A aliança militar, por sua vez, descartou o ingresso da Ucrânia, mas afirmou que vai prosseguir enviando armas e suprimentos bélicos para o vizinho da Federação da Rússia.
Então o que de fato muda no tabuleiro político global?
Para Robinson Farinazzo, especialista militar e oficial da reserva da Marinha do Brasil, ao integrar os territórios à Rússia, Putin mexeu bastante no equilíbrio internacional e se vale de precedentes anteriores praticados pelo próprio Ocidente.

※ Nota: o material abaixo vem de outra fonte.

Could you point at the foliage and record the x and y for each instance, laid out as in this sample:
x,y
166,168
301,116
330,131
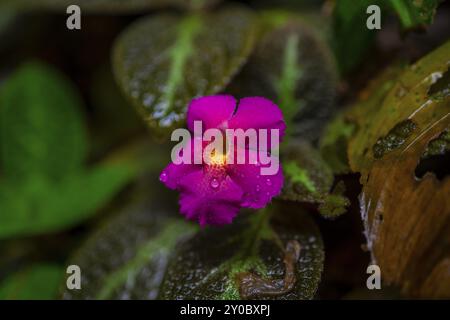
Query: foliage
x,y
45,185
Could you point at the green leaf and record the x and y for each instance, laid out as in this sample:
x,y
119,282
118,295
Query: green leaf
x,y
36,282
42,132
112,6
333,144
38,206
163,61
292,66
415,13
308,178
251,258
352,39
398,121
126,258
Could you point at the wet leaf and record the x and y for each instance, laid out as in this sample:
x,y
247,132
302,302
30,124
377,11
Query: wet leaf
x,y
39,281
308,178
38,206
292,66
126,258
351,43
42,130
163,61
351,39
406,219
333,144
415,13
255,257
43,143
112,6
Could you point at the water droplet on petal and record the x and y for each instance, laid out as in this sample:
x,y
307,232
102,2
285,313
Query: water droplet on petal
x,y
163,177
214,183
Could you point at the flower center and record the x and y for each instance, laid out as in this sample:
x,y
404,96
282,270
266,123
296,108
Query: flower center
x,y
217,158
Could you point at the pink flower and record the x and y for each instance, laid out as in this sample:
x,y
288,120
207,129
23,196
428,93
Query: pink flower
x,y
214,193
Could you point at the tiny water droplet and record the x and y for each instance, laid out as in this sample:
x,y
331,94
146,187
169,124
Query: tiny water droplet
x,y
163,177
214,183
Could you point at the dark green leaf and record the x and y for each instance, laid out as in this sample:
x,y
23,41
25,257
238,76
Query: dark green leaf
x,y
40,281
292,66
415,13
127,257
351,38
112,6
308,178
42,132
163,61
39,206
333,144
245,259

"Putin está utilizando o precedente de Kosovo, a mesma coisa que a OTAN fez há alguns anos com relação aos kosovares. [Trata-se] do mesmo tipo de raciocínio, a mesma lógica e o mesmo direito o que ele está empregando nesses novos territórios. Vai ficar muito difícil combater, porque todas as vezes há o precedente de que isso foi feito no Kosovo. Se começarem a bater muito nessa situação de Donetsk, Lugansk, Kherson e Zaporozhie, ele também pode alegar o seguinte: Israel está ocupando ilegalmente as colinas de Golã há mais de 50 anos e os EUA não falam nada. E também a Cisjordânia. Há vários casos. Tem também Guantánamo, que é uma presença americana que, à luz do direito, fica muito difícil de comprovar", avaliou, em entrevista à Sputnik Brasil.

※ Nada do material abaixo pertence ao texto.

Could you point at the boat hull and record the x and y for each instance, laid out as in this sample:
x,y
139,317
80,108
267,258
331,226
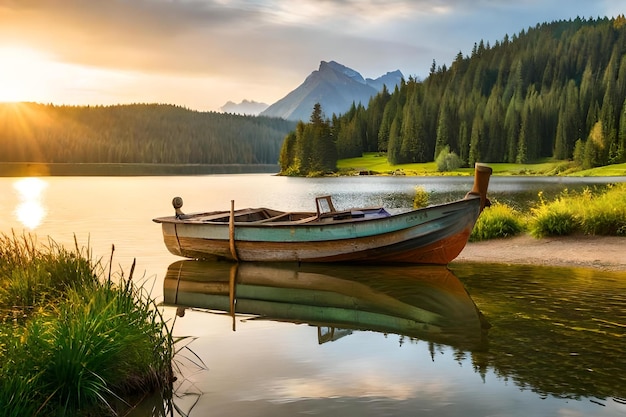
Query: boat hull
x,y
433,235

Operação militar especial russa
Leia na íntegra discurso de Putin sobre adesão de antigos territórios ucranianos à Rússia
A grande questão na Europa, em sua percepção, é a situação da Alemanha, que é um nó central dentro da União Europeia (UE).

"Se a Alemanha quebrar em virtude do encarecimento da energia (porque ela não tem mais o gás barato da Rússia), isso vai impactar em toda a União Europeia. O motor econômico da UE é a Alemanha, e com ela em uma situação difícil, vai ficar muito complicado para os outros países se sustentarem economicamente. O cenário ainda está muito nebuloso, mas eu acredito que uma grande crise vai assolar a Europa. Não sabemos quais serão as consequências dela", apontou o oficial da reserva da Marinha.

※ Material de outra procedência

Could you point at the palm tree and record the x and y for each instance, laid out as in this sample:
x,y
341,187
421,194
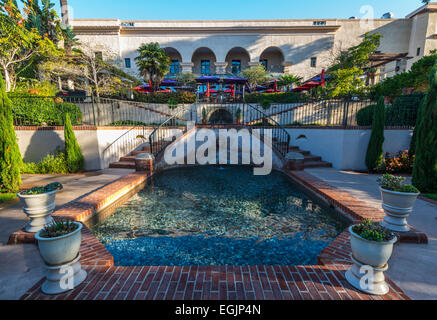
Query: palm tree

Embora considere muito precipitado entender o que muda em termos geopolíticos globais, o historiador Rodrigo Ianhez demonstrou preocupação com o pedido de aceleração da adesão da Ucrânia à OTAN.

"Não acredito que a adesão formal das regiões à Rússia mude os rumos do conflito, mas há de se observar essa questão, que agora parte do território russo, considerando esses ataques. Agora, [em caso de] um ataque à Federação da Rússia, diretamente, talvez haja uma escalada. E isso é preocupante", afirmou, acrescentando que não cabe à OTAN negociar a paz; é a Ucrânia que tem que entrar na mesa de negociações. "E ela não está disposta. Esse anúncio do Zelensky deixou claro que ele não está observando a possibilidade de uma negociação mais séria", opinou, em entrevista à Sputnik Brasil.

Farinazzo entra em consonância com o colega: costurar negociações com a Rússia é difícil, porque quem está mandando efetivamente no conflito são Washington e Londres.
Nem EUA, tampouco Reino Unido querem paz de forma alguma, "ou pelo menos a paz que eles entendam que lhes seja desfavorável", apontou.
"Não sei se os demais países conseguem se descolar do tacão anglo-americano."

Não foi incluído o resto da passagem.